Before I continue to the gort and the pap, or the groatten and the brij, I make a short trip to English and German. As far as I can find, all kinds of other barley brews are made in Great Britain and Germany, but they do not know karnemelkse gortepap ('buttermilk barley porridge'). But they know karnemelk. In English, it is called buttermilk and the Germans call the same product Buttermilch. In the Van Dale dictionary reference is made to botermilk at karnemelk, which is called "Belgian Dutch and not general". On the 'Wurdboekportaal' (dicionary portal) of Taalweb Frysk the search term 'bûtermolke' doesn't produce anything, so that word does not seem to exist (until now, maybe, because it's in this sentence...).

In the Online Etymology Dictionary (OED) you will find "1520s" at buttermilk, so the word has been around for quite some time.

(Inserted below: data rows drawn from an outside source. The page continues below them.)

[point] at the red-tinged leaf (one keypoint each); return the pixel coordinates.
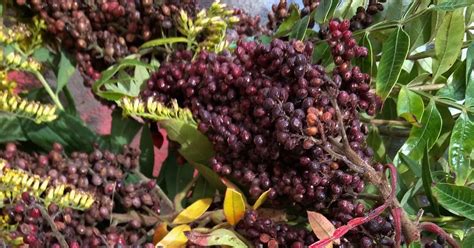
(341, 231)
(261, 199)
(217, 237)
(160, 232)
(160, 150)
(24, 81)
(234, 206)
(322, 227)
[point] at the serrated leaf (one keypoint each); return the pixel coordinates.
(470, 76)
(325, 11)
(453, 4)
(219, 237)
(428, 181)
(234, 206)
(164, 41)
(424, 136)
(193, 212)
(448, 42)
(461, 147)
(160, 232)
(287, 25)
(394, 53)
(299, 29)
(410, 106)
(459, 199)
(261, 199)
(321, 226)
(65, 71)
(175, 238)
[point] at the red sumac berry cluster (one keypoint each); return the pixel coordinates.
(268, 110)
(101, 32)
(100, 173)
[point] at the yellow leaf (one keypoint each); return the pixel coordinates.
(234, 206)
(160, 232)
(193, 212)
(261, 199)
(175, 238)
(322, 227)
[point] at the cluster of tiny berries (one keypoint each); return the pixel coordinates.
(100, 173)
(100, 32)
(267, 109)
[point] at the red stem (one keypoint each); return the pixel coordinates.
(341, 231)
(433, 228)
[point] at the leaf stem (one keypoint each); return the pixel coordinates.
(48, 89)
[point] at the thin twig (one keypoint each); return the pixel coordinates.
(157, 190)
(54, 229)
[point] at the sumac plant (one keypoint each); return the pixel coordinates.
(334, 123)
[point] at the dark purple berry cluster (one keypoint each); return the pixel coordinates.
(266, 109)
(101, 32)
(364, 17)
(264, 232)
(100, 173)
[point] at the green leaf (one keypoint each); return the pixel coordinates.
(164, 41)
(287, 25)
(110, 89)
(325, 11)
(203, 189)
(123, 131)
(65, 71)
(43, 55)
(68, 130)
(419, 31)
(219, 237)
(322, 54)
(461, 147)
(428, 181)
(394, 53)
(176, 176)
(424, 136)
(147, 155)
(470, 76)
(455, 89)
(410, 106)
(367, 64)
(458, 199)
(11, 128)
(453, 4)
(413, 165)
(468, 240)
(194, 145)
(375, 141)
(448, 42)
(299, 30)
(209, 175)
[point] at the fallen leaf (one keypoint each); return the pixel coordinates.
(175, 238)
(193, 212)
(234, 206)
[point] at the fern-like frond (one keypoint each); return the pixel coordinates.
(155, 110)
(36, 111)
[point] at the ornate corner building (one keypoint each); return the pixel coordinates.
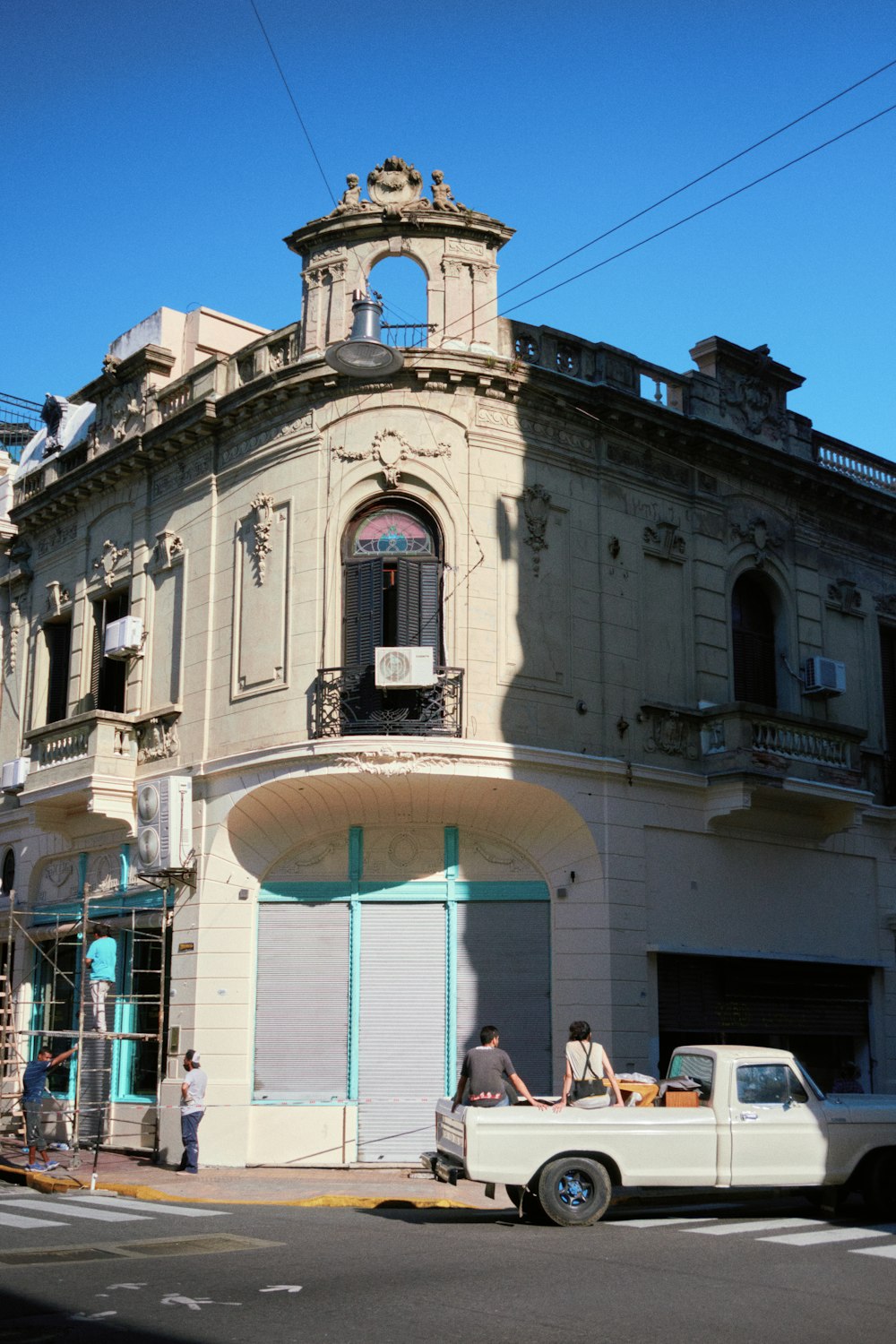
(645, 776)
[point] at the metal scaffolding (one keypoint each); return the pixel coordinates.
(50, 1003)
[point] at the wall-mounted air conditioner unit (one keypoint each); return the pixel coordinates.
(124, 637)
(15, 774)
(410, 667)
(164, 823)
(823, 676)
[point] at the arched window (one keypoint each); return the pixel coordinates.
(8, 873)
(753, 631)
(392, 583)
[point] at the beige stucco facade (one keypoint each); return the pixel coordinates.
(590, 542)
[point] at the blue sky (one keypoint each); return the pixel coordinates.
(152, 158)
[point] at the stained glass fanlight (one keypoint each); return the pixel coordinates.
(392, 532)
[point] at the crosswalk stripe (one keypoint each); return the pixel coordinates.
(758, 1225)
(21, 1220)
(887, 1252)
(99, 1215)
(656, 1222)
(831, 1234)
(177, 1210)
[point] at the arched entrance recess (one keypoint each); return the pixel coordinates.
(384, 945)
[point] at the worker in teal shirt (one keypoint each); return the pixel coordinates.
(99, 960)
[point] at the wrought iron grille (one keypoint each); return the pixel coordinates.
(349, 702)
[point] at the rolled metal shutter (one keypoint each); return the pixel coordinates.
(401, 1030)
(504, 978)
(301, 1003)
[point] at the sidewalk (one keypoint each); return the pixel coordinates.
(359, 1187)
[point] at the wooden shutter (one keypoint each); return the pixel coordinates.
(504, 978)
(301, 1002)
(362, 612)
(419, 605)
(402, 995)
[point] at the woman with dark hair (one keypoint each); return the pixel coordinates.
(586, 1069)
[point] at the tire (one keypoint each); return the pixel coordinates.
(879, 1185)
(573, 1191)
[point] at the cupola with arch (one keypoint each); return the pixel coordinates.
(455, 249)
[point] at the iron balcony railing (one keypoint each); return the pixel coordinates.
(347, 702)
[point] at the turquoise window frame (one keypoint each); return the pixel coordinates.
(447, 890)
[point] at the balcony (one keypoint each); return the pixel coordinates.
(349, 703)
(83, 763)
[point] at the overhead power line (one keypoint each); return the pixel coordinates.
(702, 177)
(704, 210)
(280, 69)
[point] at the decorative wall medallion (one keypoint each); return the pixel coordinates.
(845, 597)
(168, 548)
(108, 562)
(664, 540)
(392, 762)
(261, 547)
(759, 535)
(390, 448)
(670, 734)
(311, 857)
(497, 854)
(536, 507)
(158, 739)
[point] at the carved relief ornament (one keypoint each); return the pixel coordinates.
(261, 547)
(536, 507)
(390, 448)
(759, 535)
(109, 559)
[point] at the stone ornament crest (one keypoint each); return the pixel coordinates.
(670, 734)
(158, 739)
(665, 540)
(536, 507)
(109, 561)
(390, 449)
(169, 547)
(394, 185)
(759, 537)
(56, 597)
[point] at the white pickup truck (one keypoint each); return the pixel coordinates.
(759, 1121)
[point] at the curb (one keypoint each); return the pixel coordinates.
(58, 1185)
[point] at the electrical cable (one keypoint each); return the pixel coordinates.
(280, 69)
(704, 210)
(702, 177)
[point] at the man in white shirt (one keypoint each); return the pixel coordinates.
(193, 1107)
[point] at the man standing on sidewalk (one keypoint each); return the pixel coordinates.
(193, 1107)
(34, 1082)
(485, 1067)
(99, 960)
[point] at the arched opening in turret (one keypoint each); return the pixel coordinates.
(402, 282)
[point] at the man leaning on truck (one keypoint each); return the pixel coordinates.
(485, 1067)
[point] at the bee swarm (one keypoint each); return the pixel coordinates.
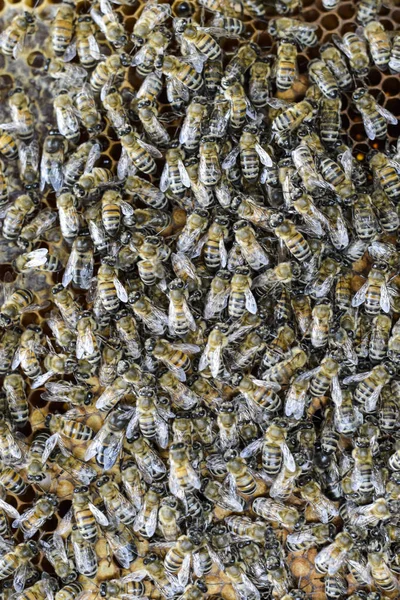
(200, 346)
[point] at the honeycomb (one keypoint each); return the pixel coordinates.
(385, 88)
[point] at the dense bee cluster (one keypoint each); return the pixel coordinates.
(200, 345)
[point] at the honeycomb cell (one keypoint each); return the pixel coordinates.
(374, 76)
(346, 10)
(330, 22)
(391, 86)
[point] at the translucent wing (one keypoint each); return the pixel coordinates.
(121, 291)
(98, 515)
(390, 118)
(251, 304)
(360, 296)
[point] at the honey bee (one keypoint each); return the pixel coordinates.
(111, 69)
(137, 152)
(356, 51)
(386, 174)
(67, 121)
(107, 21)
(190, 133)
(374, 116)
(150, 54)
(16, 559)
(290, 28)
(240, 106)
(285, 68)
(14, 387)
(55, 552)
(79, 268)
(181, 77)
(8, 145)
(34, 518)
(152, 16)
(382, 573)
(85, 557)
(367, 11)
(88, 114)
(8, 346)
(374, 293)
(370, 385)
(24, 206)
(13, 37)
(55, 147)
(21, 115)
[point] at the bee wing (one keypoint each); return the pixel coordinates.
(369, 126)
(390, 118)
(359, 297)
(164, 181)
(20, 577)
(98, 19)
(264, 156)
(36, 258)
(230, 159)
(9, 509)
(339, 43)
(385, 299)
(184, 571)
(337, 395)
(121, 291)
(362, 570)
(251, 304)
(252, 449)
(98, 515)
(371, 401)
(288, 457)
(152, 150)
(184, 174)
(49, 446)
(215, 303)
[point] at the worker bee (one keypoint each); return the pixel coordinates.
(367, 10)
(190, 133)
(34, 518)
(86, 46)
(150, 54)
(54, 149)
(107, 443)
(285, 68)
(137, 152)
(84, 554)
(107, 21)
(8, 145)
(386, 175)
(290, 28)
(55, 552)
(79, 268)
(24, 206)
(379, 44)
(14, 387)
(181, 77)
(356, 51)
(174, 176)
(374, 293)
(374, 116)
(67, 121)
(370, 385)
(111, 69)
(21, 115)
(88, 114)
(16, 560)
(152, 16)
(13, 37)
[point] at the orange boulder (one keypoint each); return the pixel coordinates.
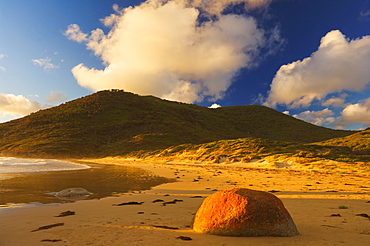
(244, 212)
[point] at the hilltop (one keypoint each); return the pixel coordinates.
(114, 122)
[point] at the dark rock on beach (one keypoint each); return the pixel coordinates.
(73, 193)
(244, 212)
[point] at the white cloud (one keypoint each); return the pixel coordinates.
(335, 102)
(11, 104)
(317, 117)
(215, 7)
(56, 97)
(215, 105)
(44, 63)
(357, 113)
(150, 50)
(339, 64)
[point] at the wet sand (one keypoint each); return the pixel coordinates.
(325, 208)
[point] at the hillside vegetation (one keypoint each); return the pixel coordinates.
(114, 122)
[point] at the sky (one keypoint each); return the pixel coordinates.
(306, 58)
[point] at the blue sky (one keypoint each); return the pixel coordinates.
(306, 58)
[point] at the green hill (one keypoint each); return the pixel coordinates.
(115, 122)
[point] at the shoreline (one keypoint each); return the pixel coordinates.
(310, 197)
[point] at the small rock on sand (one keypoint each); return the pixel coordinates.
(73, 193)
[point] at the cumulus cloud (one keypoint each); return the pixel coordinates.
(335, 102)
(317, 117)
(56, 97)
(11, 104)
(357, 113)
(150, 50)
(215, 7)
(339, 64)
(44, 63)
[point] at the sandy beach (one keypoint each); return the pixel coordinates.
(328, 209)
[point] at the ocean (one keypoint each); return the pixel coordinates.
(10, 165)
(32, 182)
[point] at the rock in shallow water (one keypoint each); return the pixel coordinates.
(244, 212)
(73, 193)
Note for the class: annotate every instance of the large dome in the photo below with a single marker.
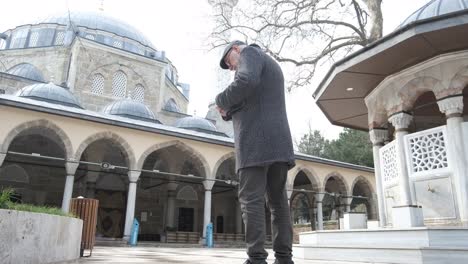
(436, 8)
(98, 21)
(131, 109)
(197, 124)
(28, 71)
(49, 92)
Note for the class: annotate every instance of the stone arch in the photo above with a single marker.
(130, 157)
(50, 127)
(187, 193)
(221, 160)
(363, 179)
(314, 181)
(179, 144)
(458, 83)
(368, 192)
(14, 173)
(343, 184)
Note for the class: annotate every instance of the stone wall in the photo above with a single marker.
(10, 84)
(38, 238)
(91, 58)
(51, 61)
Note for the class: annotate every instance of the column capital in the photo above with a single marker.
(2, 158)
(172, 186)
(133, 176)
(378, 136)
(71, 166)
(347, 200)
(208, 185)
(451, 106)
(319, 197)
(401, 120)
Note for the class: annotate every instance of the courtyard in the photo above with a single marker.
(150, 254)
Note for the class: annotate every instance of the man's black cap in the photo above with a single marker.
(226, 51)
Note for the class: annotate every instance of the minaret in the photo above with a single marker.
(223, 77)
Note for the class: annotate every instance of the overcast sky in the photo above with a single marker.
(180, 27)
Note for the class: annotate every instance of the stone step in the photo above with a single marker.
(381, 255)
(415, 237)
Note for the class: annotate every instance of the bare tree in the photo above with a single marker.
(301, 32)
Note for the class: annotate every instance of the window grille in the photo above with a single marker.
(117, 43)
(59, 38)
(119, 84)
(139, 93)
(98, 84)
(33, 39)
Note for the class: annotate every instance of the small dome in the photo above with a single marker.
(436, 8)
(99, 21)
(49, 92)
(172, 106)
(28, 71)
(197, 124)
(131, 109)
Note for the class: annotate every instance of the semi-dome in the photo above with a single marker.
(49, 92)
(98, 21)
(436, 8)
(197, 124)
(131, 109)
(172, 106)
(28, 71)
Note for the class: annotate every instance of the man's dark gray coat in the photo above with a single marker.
(261, 130)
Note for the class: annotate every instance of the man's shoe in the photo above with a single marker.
(250, 262)
(289, 261)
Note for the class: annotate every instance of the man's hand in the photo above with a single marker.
(221, 111)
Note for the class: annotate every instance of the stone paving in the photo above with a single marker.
(159, 255)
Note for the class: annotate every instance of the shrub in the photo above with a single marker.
(6, 203)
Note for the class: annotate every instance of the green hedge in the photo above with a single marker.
(6, 203)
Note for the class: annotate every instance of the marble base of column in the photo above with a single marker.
(406, 216)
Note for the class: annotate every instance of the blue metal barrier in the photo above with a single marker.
(134, 233)
(209, 235)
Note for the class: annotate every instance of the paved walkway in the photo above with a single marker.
(159, 255)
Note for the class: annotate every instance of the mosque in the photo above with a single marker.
(90, 107)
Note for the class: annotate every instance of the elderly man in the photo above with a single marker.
(255, 102)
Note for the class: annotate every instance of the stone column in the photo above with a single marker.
(378, 136)
(406, 214)
(171, 197)
(207, 209)
(70, 167)
(91, 179)
(239, 221)
(452, 107)
(2, 158)
(90, 190)
(318, 200)
(347, 200)
(130, 213)
(289, 193)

Which makes it extra surprising that a very different word is used for it in both Dutch and Frisian than in English and German. Although karnmelk is also composed with '-milk' and says something about the process from which the liquid arises. But as buttermilk, Buttermilch and karnemelk all indicate that the product has to do with churning (extracting butter from milk), the word milk ( molke ) is not in Frisian sûpe. So no bûtermolke or tsjernemolke, however all the basic words do exist (tsjernje is churning, tsjerne is the past participle of it). I would expect that the name of the product would have spread with the technique of churning, but apparently things went differently.